While COVID-19 has created unprecedented challenges for the U.S. health care system, it has also accelerated innovation, including the use and adoption of telemedicine. Hospitals and other providers have turned to telehealth and remote monitoring technologies at an unprecedented rate to maintain access to routine care for non-COVID patients and monitor COVID patients at home. However, just as the burden of COVID-19 morbidity and mortality continues to fall on more marginalized populations, so too have the socioeconomic, racial, and gender inequities in access to virtual care.
In a recent study in Circulation, Lauren Eberly, Sameed Khatana, Ashwin Nathan, Srinath Adusumalli, and colleagues examine how the use of telemedicine for outpatient cardiology care affected existing inequities in access to care for certain populations.
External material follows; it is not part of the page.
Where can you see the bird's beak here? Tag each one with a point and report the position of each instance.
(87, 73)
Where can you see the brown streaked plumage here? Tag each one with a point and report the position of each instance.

They examined the electronic medical records of 2,940 patients at the Hospital of the University of Pennsylvania’s cardiology clinics who were scheduled for ambulatory telemedicine visits from March 16, 2020 to April 17, 2020, after local shelter-in-place orders went into effect. They compared the characteristics of patients with completed and non-completed visits, as well as patients with video and phone visits.
About 46% had completed a telemedicine visit, while the remaining 54% cancelled or did not show up to their visit. Compared to patients who did not complete a telemedicine visit, patients who had a telemedicine visit were slightly older, more likely to be male, and more likely to speak English. Among patients who completed their visits, patients with video visits were more likely to be male, less likely to be Black, and had a higher median household income than patients who completed telephone-only visits.